Dissociative Disorders Therapist in Austin, TX

What are Dissociative Disorders?

Understanding Dissociative Disorders

As a therapist specializing in dissociative disorders in Austin, TX, I can attest that dissociation is often one of the most overlooked and misunderstood trauma responses in the mental health field. This is unfortunate because because there are more people living with dissociative disorders than other more well known conditions that are sometimes over diagnosed. My goal with this page is to provide education and instill optimism for treatment.

Dissociative disorders are a group of mental health conditions that involve disruptions or discontinuities in consciousness, memory, identity, emotion, perception, body representation, motor control, and behavior. These conditions often develop as responses to traumatic experiences and serve as coping mechanisms that help individuals distance themselves from overwhelming or intolerable memories, emotions, or experiences. Considering the nature of the trauma that typically causes dissociation, it can be considered an adaptive response when being fully aware or present for the trauma would have been too overwhelming. However these responses can also greatly interfere with a person’s life and cause significant or severe distress.

This page provides an overview of four main types of dissociative disorders: Depersonalization/Derealization Disorder, Dissociative Amnesia, Other Specified Dissociative Disorder (OSDD), and Dissociative Identity Disorder (DID). We will explore their definitions, distinctions, symptoms, treatments, and recovery rates.

Depersonalization/Derealization Disorder (DPDR)

Definition

Depersonalization/Derealization Disorder (DPDR) is characterized by persistent or recurrent episodes of depersonalization (feeling detached from oneself) and/or derealization (feeling detached from reality). Individuals may feel as though they are observing themselves from outside their body or that the world around them is unreal or distorted. These experiences are often distressing and can impair functioning.

Distinction from Other Dissociative Disorders

  • Depersonalization is an experience of feeling detached from one’s thoughts, body, or self, while derealization involves feelings that the external world is unreal or distorted.

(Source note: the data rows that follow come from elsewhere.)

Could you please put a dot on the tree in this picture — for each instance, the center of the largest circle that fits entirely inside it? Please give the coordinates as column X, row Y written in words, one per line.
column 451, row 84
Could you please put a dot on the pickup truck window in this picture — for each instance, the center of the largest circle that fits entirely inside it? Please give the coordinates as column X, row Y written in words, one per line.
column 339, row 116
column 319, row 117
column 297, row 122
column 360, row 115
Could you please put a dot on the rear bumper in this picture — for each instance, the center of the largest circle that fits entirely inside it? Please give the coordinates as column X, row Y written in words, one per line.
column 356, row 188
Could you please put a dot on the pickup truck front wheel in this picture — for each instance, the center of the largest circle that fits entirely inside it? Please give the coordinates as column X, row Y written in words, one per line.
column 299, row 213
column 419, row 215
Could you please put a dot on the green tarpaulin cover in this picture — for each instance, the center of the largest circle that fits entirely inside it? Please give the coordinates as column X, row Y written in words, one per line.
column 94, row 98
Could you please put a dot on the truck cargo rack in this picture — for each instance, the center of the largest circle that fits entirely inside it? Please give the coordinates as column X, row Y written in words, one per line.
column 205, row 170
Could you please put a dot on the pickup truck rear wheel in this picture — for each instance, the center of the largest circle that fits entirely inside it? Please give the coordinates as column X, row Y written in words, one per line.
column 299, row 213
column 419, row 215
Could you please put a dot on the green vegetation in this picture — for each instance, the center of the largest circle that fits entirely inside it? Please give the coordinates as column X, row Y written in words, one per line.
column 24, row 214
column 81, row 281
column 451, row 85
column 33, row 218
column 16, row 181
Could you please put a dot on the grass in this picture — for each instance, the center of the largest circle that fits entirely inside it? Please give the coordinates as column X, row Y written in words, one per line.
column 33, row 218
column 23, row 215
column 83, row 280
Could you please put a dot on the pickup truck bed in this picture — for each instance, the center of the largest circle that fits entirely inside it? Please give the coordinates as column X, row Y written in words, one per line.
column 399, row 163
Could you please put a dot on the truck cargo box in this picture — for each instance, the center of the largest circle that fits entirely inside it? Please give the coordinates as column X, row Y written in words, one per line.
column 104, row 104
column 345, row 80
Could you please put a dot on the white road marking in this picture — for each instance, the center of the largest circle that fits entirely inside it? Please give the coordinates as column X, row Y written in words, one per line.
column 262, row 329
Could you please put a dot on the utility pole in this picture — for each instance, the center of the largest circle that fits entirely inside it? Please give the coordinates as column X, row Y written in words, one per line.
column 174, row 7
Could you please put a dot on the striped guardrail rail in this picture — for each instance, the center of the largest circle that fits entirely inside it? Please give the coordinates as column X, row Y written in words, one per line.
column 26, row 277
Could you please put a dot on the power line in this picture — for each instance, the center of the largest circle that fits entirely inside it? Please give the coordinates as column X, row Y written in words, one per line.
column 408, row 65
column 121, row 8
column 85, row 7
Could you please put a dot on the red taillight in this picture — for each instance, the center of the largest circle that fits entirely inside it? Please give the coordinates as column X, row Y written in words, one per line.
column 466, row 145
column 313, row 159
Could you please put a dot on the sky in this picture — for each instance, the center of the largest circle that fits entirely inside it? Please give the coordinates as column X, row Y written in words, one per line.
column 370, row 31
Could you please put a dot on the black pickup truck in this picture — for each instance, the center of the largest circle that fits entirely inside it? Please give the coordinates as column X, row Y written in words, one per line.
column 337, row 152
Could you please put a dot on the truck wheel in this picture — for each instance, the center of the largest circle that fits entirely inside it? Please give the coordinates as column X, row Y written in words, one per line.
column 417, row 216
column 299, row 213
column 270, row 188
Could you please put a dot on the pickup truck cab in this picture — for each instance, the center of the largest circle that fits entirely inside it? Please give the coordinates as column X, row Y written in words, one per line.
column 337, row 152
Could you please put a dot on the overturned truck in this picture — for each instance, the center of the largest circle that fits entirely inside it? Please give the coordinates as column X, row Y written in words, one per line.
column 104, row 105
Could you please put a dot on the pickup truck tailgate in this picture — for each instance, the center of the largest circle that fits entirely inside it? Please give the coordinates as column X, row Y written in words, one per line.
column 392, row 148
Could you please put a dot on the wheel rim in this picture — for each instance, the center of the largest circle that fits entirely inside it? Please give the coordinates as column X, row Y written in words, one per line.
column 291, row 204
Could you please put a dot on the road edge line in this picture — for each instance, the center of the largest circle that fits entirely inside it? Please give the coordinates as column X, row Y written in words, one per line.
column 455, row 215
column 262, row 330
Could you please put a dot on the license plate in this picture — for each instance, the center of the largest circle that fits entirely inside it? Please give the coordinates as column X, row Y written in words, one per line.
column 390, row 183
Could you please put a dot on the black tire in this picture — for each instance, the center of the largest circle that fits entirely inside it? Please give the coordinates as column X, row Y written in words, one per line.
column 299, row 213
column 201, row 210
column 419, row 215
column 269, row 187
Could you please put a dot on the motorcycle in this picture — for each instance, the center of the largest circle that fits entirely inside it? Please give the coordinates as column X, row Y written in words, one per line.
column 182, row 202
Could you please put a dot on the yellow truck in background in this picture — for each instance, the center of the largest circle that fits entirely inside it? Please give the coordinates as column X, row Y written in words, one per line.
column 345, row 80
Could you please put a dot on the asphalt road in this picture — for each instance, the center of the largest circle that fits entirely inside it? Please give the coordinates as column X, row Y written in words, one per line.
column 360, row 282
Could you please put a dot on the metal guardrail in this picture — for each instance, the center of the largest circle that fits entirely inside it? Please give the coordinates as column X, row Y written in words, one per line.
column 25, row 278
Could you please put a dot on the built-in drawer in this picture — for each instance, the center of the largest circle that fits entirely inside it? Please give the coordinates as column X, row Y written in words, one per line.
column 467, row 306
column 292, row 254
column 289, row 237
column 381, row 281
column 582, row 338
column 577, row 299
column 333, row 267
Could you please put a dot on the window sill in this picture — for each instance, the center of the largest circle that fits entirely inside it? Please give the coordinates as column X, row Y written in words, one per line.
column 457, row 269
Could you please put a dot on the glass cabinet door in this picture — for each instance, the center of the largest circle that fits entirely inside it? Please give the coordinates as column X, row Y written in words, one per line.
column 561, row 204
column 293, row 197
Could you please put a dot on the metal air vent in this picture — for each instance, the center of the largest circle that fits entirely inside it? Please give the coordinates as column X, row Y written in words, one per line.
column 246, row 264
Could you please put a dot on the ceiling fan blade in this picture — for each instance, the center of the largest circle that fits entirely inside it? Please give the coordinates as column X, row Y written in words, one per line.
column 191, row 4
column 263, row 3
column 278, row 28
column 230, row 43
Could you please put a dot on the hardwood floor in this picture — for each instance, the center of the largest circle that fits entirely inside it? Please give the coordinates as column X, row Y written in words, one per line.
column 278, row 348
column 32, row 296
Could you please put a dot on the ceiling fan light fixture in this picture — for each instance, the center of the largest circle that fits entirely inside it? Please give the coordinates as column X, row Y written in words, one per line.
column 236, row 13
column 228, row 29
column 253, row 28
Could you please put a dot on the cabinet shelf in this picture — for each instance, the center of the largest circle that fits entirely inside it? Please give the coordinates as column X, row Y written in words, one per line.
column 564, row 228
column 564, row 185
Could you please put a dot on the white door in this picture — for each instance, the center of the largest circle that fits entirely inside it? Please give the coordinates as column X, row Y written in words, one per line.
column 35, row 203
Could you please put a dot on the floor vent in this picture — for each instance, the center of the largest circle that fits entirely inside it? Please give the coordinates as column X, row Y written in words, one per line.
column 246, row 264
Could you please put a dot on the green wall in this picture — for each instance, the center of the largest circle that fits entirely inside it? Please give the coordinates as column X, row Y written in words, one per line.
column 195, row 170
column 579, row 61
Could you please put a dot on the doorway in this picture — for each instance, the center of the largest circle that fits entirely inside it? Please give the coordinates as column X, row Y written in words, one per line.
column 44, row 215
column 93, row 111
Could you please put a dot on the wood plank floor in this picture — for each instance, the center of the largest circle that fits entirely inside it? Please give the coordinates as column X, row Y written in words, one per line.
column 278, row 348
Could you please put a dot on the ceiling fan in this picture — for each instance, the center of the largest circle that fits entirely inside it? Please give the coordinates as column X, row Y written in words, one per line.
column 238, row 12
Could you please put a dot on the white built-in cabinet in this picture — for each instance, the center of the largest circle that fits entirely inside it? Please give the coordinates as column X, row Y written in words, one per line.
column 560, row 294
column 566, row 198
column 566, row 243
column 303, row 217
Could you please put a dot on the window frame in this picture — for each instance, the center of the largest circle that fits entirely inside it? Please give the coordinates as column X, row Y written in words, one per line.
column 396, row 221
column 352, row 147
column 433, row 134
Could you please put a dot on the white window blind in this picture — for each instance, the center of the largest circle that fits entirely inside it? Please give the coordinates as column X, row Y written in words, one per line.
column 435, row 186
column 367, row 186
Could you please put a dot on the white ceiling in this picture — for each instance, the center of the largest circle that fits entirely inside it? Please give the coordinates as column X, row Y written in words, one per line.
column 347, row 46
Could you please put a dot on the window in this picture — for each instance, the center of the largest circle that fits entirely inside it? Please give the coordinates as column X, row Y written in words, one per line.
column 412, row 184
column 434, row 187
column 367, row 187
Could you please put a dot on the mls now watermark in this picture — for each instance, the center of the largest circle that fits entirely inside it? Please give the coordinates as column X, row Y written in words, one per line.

Unlike other dissociative disorders, DPDR does not involve a loss of memory or identity fragmentation.

  • Unlike Dissociative Identity Disorder (DID), individuals with DPDR maintain a consistent sense of identity and are aware that their experiences a distorted perception of reality.

Symptoms

  • Persistent or recurrent experiences of depersonalization (e.g., feeling detached from one’s body, mind, or self).

  • Persistent or recurrent experiences of derealization (e.g., feeling that the world is unreal, dreamlike, or distorted).

  • Reality testing remains intact (the person knows these feelings are unusual and different from their usual perceptions.)

  • Significant distress or impairment in social, occupational, or other areas of functioning.

Diagnostic Criteria

According to the DSM-5, the criteria for diagnosing DPDR include:

  1. Persistent or recurrent experiences of depersonalization, derealization, or both.

  2. During these experiences, reality testing remains intact.

  3. Symptoms cause clinically significant distress or impairment in social, occupational, or other important areas of functioning.

  4. The disturbance is not due to the physiological effects of a substance, medical condition, or another mental disorder.

Risk and Protective Factors

  • Risk Factors: Childhood trauma, emotional neglect, stress, anxiety, depression, and substance abuse.

  • Protective Factors: Strong social support, coping strategies, and early therapeutic intervention.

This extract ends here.